CamDavidsonPilon / Probabilistic-Programming-and-Bayesian-Methods-for-Hackers

aka "Bayesian Methods for Hackers": An introduction to Bayesian methods + probabilistic programming with a computation/understanding-first, mathematics-second point of view. All in pure Python ;)
http://camdavidsonpilon.github.io/Probabilistic-Programming-and-Bayesian-Methods-for-Hackers/
MIT License
26.7k stars 7.87k forks source link

Autocorrelation #224

Open RoyalTS opened 10 years ago

RoyalTS commented 10 years ago

In Chapter 3 your write

"A chain that is [Isn't meandering exploring?] exploring the space well will exhibit very high autocorrelation. Visually, if the trace seems to meander like a river, and not settle down, the chain will have high autocorrelation. "This does not imply that a converged MCMC has low autocorrelation. Hence low autocorrelation is not necessary for convergence, but it is sufficient. PyMC has a built-in autocorrelation plotting function in the Matplot module. "

I assume the parenthetical comment in the first line is due to someone who is as confused as I am. Here's what I don't understand:

First, shouldn't a chain that meanders and doesn't settle down have low autocorrelation? After all, it current value tells me much less about the value next period than it does if the chain only bounces around in some small part of the parameter space. But from your explanation that reasoning is clearly wrong somehow. Second, the "exploring the space well" is a little confusing because "well" implies something good. I suspect what this is supposed to say is "explore lots of the space converging on the part of the space where the bulk of the posterior mass is concentrated", right?
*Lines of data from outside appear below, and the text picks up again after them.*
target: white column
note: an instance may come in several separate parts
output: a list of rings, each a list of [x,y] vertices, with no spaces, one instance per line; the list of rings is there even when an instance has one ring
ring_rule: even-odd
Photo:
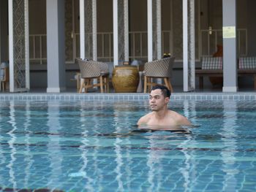
[[[222,0],[223,92],[237,91],[236,0]]]
[[[162,20],[161,0],[157,0],[157,59],[162,58]]]
[[[92,59],[97,60],[97,0],[92,0]]]
[[[14,92],[14,64],[13,64],[13,12],[12,0],[8,1],[9,12],[9,70],[10,91]]]
[[[64,1],[47,0],[48,93],[65,90]]]
[[[189,91],[187,0],[183,0],[183,91]]]
[[[183,0],[184,91],[195,90],[195,0]]]
[[[152,0],[148,0],[148,61],[153,61]]]
[[[113,38],[114,65],[118,65],[118,0],[113,0]]]
[[[29,77],[29,0],[25,0],[25,68],[26,88],[30,89]]]
[[[129,4],[128,0],[124,0],[124,61],[129,61]]]
[[[84,0],[80,0],[80,58],[86,58]]]

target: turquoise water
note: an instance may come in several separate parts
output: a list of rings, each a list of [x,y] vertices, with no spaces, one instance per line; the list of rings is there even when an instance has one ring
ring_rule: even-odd
[[[132,131],[147,101],[1,101],[0,191],[256,191],[255,101],[170,108],[190,134]]]

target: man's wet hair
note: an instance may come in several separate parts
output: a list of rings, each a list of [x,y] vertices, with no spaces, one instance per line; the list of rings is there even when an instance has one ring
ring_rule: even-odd
[[[156,89],[160,89],[165,97],[170,98],[171,93],[170,93],[170,90],[167,87],[165,87],[165,85],[154,85],[152,87],[151,91],[153,90],[156,90]]]

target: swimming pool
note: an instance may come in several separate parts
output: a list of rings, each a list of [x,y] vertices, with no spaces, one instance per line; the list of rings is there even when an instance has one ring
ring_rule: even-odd
[[[0,191],[255,191],[255,101],[172,101],[191,134],[132,132],[147,101],[1,101]]]

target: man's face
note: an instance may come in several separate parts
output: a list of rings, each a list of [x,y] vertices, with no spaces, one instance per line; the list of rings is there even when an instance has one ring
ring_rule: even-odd
[[[149,105],[152,111],[162,110],[169,102],[170,99],[164,96],[161,89],[151,91],[149,94]]]

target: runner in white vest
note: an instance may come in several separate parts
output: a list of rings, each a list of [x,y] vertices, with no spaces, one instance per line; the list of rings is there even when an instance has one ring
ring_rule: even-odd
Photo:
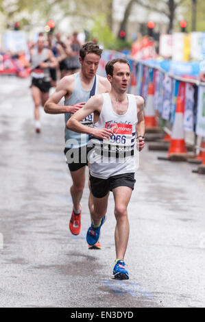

CamDavidsonPilon commented 10 years ago

If I changed

A chain that is

to

A chain that isn't

does everything make sense? I think that's what I meant to write.

RoyalTS commented 10 years ago

That makes a lot more sense.

I'm still a bit confused though. In the hopes that I'm not the only way who has trouble wrapping his mind around this, here goes: If the chain meanders around shouldn't that mean it is less autocorrelated than if it stays in some small region of the parameter space? If you tell me what the nth element is, aren't I able to much more accurately guess what the (n+1)st element will be in the latter case than in the former? What am I missing?

BTW: This is probably not the ideal place to say this, but I love everything about this project of yours. I'm an econ Ph.D. student with lots of stats (some of it Bayesian even) under my belt and never understood what all the fuss was about. It's dawning on me how much I've been missing. So, thanks for the terrific book and being so open about its further development!

CamDavidsonPilon commented 10 years ago

I'm so happy to hear positive things like this. Thanks for sharing!

For clarity, here's my definition of a meandering river:

img

Imagine you are a water molecule in the water. If I know where you are on the water, I can guess where you are going to be next, with decent probability. On the other hand, we say a chain is "mixing well" if it has low correlation. "Mixing well" is more than a saying, ideally you want your chain to behave like this:

hogsback

In this case, I have little idea where you might end up next. This "mixes well" and has low autocorrelation. I think the idea of a "small region" is not being interpreted well - did I write that? What it should be is: the chain covers (i.e. explores) the distribution quite randomly and with low autocorrelation.

cebe commented 10 years ago

It was not my question but imo the explaination using the water pictures is amazing, thanks for that! :smile:

RoyalTS commented 10 years ago

I think the "small region" was my interpretation of this:

When I say MCMC intelligently searches, I really am saying MCMC will hopefully converge towards the areas of high posterior probability. MCMC does this by exploring nearby positions and moving into areas with higher probability. [...] Converging usually implies moving towards a point in space, but MCMC moves towards a broader area in the space and randomly walks in that area, picking up samples from that area.

... which is totally fine. I see now where my confusion came from. Thanks for the explanation. Very helpful.